我知道的,虽然我是知道的,闷油瓶这一身功夫被人从小抓起,练出来不容易,要是突然半途而废,想要再次练回去肯定也要花不少时间和功夫,但是此刻我真的好想问问,他是否会感觉自己停留在哪个时间点?他是不是也在害怕着什么?
从良的这几年里,我时常会因为生活中的一些场景与过去的十年重叠而有些恍惚,甚至直接陷入,认为自己的任务还没有完成,正在前往下一个目的地的路上,高度紧张下一秒就会涌回我的脑海。我很害怕,我很害怕这一切都是假的,我很害怕,我很害怕此刻在我面前的不过是高度吸食蛇毒而带出来的幻想
还没,结束……
“吴邪!”他抓住我的手把我拉回了神,换成了担忧看着我,“我在这”
我刚刚说出口了吗……不经意间就?沙海计划给我的冲击太深,直到现在我也无法承认自己已经摆脱了它
闷油瓶也会害怕吗?他该害怕的吧。那十年他无法掌握任何上面事,对他而言就是顺着走,出来之后的外面是什么样的,发生了哪些改变,他不知道。十年,熟悉的小路会长出新的灌木,老旧的楼房会得到翻新,也会让一个熟悉的人变得陌生。这个世界上的事物变化是很快的,有接触还好,你可以看着它一点一点改变,经历它变化的过程,不接触则是陌生,一出来什么都变了,应该是会感受到孤独的。我不知道他曾经是否也在那门后呆过一个或几个这样的十年,如果呆过,我想这太残忍了
相比于刚结束的那几年,现在的我已经恢复了很多了,是在闷油瓶,也是在大家的帮助下重新变回了那块玉石。那他呢?他从来都不说自己的想法,也看不出什么特别的情绪,要是今天的我笨拙到还没意识到什么的话,他会一直瞒下去吗?就这样小心翼翼地确定眼前的一切?
“你会害怕我的死亡吗?”我小心翼翼地问他
他怔住了,然后慢慢地说出了那句,我害怕。手里依旧抓着我,只是稍稍上了些力气。
手指插进发间,一路向下顺着他的黑发,最后停在脸庞,我很少这么干,大多时候我应该是被摸的那个。他也没歇着,自己附上我的手,往深处埋了埋,最后落下了一个吻
不知道为什么,看着这一幕就有点安心,嘴角不自觉地勾了勾,心里的那块石头也沉了下去。对于张家人来说,一百多岁的年纪相当于正常人的哪个时期呢?有如此这般不安的情绪,应该不会太大,这算不算是我在慢慢赶上他呢?

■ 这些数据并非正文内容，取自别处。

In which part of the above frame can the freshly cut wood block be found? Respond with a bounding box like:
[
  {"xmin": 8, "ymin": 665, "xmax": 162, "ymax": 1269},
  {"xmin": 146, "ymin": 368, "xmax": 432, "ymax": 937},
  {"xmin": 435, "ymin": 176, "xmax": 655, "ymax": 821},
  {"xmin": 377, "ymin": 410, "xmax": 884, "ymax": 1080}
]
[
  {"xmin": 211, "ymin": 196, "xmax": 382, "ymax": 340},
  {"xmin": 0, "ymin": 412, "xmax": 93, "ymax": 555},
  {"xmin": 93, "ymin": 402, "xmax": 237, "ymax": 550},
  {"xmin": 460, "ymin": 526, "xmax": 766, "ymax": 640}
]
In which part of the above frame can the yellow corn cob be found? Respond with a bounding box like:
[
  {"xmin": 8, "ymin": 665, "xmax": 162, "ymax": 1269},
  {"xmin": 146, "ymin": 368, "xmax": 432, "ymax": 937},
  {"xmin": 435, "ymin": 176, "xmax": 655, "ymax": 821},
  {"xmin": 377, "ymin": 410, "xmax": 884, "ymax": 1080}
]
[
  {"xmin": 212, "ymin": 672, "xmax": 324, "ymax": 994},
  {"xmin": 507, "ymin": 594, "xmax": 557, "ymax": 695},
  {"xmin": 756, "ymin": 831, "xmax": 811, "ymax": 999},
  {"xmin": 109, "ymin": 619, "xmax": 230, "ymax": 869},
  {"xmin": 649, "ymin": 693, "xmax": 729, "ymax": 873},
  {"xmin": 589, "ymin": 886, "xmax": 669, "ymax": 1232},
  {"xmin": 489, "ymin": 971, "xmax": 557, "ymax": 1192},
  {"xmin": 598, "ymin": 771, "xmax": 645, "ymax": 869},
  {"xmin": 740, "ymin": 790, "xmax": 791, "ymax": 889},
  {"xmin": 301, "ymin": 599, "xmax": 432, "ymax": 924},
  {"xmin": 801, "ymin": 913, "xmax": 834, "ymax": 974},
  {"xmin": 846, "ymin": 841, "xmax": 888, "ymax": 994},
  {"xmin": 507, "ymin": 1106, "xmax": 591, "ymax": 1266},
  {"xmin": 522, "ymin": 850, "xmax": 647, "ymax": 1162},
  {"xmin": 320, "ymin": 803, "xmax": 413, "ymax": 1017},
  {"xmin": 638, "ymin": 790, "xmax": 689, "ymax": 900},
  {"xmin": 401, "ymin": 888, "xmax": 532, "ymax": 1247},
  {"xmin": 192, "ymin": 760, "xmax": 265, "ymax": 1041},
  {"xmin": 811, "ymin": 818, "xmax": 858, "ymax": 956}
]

他的嘴唇离开我的手心,看向了我手上的那些伤疤。我想过要遮住不让他知道的,但毕竟生活在一个屋檐下,总会有暴露的那天,某天他也肯定会自己发现。第一次向他坦白的时候,他什么都没说,只是看着这些疤沉默了好久,连胖子都看不下去了,把他拉到一边做心理辅导。
此刻他拉起我的手,开始亲手臂内侧的那些伤疤,足足十七道,他亲了十七下
松开我后,我直接卸力倒回了床上,知道他这时肯定没动静,我开始闹小脾气,侧了侧头,说脖子上这道还没亲。我就听见他轻笑,然后感觉到他撑着床沿俯下身来,落吻在颈上,气息吐出时有阵痒痒的感觉。
该做的事做完了,翻身勾上他的肩把他拉倒在床上。
“突然又想睡觉了,陪我?”
“嗯”
“就这样睡到中午,等胖子来叫我们吧”
我很快就陷入了熟睡。像他这样的人,在青铜门里的那十年,也一定能感受到上面在发生着什么变化吧?在那十年里,你又在想些什么呢?可以告诉我吗?